Beryllium hydroxide, Be(OH)_{2}, is an amphoteric hydroxide, dissolving in both acids and alkalis. Industrially, it is produced as a by-product in the extraction of beryllium metal from the ores beryl and bertrandite. The natural pure beryllium hydroxide is rare (in form of the mineral behoite, orthorhombic) or very rare (clinobehoite, monoclinic). When alkali is added to beryllium salt solutions the α-form (a gel) is formed. If this left to stand or boiled, the rhombic β-form precipitates. This has the same structure as zinc hydroxide, Zn(OH)_{2}, with tetrahedral beryllium centers.

==Reactions==
Beryllium hydroxide is difficult to dissolve in water. With alkalis it dissolves to form the tetrahydroxoberyllate (also known as tetrahydroxidoberyllate) anion, [Be(OH)_{4}]^{2−}. With sodium hydroxide solution:
2 NaOH(aq) + Be(OH)_{2}(s) → Na_{2}[Be(OH)_{4}](aq)

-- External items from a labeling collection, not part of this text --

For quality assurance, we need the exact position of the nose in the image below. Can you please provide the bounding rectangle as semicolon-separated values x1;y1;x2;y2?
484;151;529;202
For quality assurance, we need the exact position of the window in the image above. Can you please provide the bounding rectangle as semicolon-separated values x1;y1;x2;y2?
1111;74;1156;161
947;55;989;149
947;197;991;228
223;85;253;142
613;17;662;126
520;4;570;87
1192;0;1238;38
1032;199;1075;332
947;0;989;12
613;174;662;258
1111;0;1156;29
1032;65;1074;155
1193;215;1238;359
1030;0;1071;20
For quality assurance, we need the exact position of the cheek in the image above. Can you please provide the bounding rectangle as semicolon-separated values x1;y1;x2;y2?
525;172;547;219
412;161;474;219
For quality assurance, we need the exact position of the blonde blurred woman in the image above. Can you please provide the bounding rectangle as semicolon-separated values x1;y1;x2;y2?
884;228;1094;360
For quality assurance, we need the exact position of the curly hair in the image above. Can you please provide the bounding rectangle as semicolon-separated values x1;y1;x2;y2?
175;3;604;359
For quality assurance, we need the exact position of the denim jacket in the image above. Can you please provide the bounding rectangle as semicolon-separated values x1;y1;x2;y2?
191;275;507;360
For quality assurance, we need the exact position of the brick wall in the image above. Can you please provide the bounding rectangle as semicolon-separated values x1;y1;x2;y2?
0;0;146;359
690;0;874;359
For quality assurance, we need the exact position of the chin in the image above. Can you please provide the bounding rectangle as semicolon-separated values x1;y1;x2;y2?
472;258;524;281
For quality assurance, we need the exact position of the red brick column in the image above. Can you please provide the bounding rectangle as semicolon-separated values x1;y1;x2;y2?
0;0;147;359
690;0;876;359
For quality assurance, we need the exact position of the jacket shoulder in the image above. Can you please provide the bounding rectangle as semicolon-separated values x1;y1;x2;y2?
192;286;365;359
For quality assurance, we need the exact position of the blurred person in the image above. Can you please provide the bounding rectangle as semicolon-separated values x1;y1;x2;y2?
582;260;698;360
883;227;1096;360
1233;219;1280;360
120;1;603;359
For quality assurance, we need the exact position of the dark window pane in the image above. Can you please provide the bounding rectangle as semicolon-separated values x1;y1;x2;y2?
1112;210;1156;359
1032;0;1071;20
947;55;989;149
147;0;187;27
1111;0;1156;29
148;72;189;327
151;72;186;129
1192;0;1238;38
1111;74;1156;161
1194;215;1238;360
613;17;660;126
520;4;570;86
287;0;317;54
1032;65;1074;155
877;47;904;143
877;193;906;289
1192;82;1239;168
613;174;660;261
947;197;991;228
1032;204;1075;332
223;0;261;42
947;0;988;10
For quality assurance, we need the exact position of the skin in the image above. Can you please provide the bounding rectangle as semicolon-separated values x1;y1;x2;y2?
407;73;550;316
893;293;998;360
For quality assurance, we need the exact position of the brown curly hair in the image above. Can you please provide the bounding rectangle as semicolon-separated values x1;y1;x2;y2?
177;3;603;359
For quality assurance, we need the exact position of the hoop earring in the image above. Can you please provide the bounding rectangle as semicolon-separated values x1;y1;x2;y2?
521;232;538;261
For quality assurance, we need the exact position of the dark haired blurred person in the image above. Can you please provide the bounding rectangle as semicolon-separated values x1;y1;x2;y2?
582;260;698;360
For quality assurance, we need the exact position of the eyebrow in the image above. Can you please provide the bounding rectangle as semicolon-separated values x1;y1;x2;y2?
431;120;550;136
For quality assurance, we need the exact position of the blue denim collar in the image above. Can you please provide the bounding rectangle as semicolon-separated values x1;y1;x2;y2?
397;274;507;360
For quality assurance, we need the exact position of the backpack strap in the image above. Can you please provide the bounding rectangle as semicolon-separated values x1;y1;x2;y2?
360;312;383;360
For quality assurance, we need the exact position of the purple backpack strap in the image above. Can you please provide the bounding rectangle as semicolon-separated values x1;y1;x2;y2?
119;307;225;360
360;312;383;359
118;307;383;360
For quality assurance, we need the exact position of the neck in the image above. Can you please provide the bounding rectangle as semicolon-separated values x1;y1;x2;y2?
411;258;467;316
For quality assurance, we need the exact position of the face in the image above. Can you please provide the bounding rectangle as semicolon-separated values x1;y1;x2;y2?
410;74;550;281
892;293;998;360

With acids, beryllium salts are formed. For example, with sulfuric acid, H_{2}SO_{4}, beryllium sulfate is formed:
Be(OH)_{2} + H_{2}SO_{4} → BeSO_{4} + 2 H_{2}O

Beryllium hydroxide dehydrates at 400 °C to form the soluble white powder, beryllium oxide:
Be(OH)_{2} → BeO + H_{2}O
Further heating at higher temperature produces acid insoluble BeO.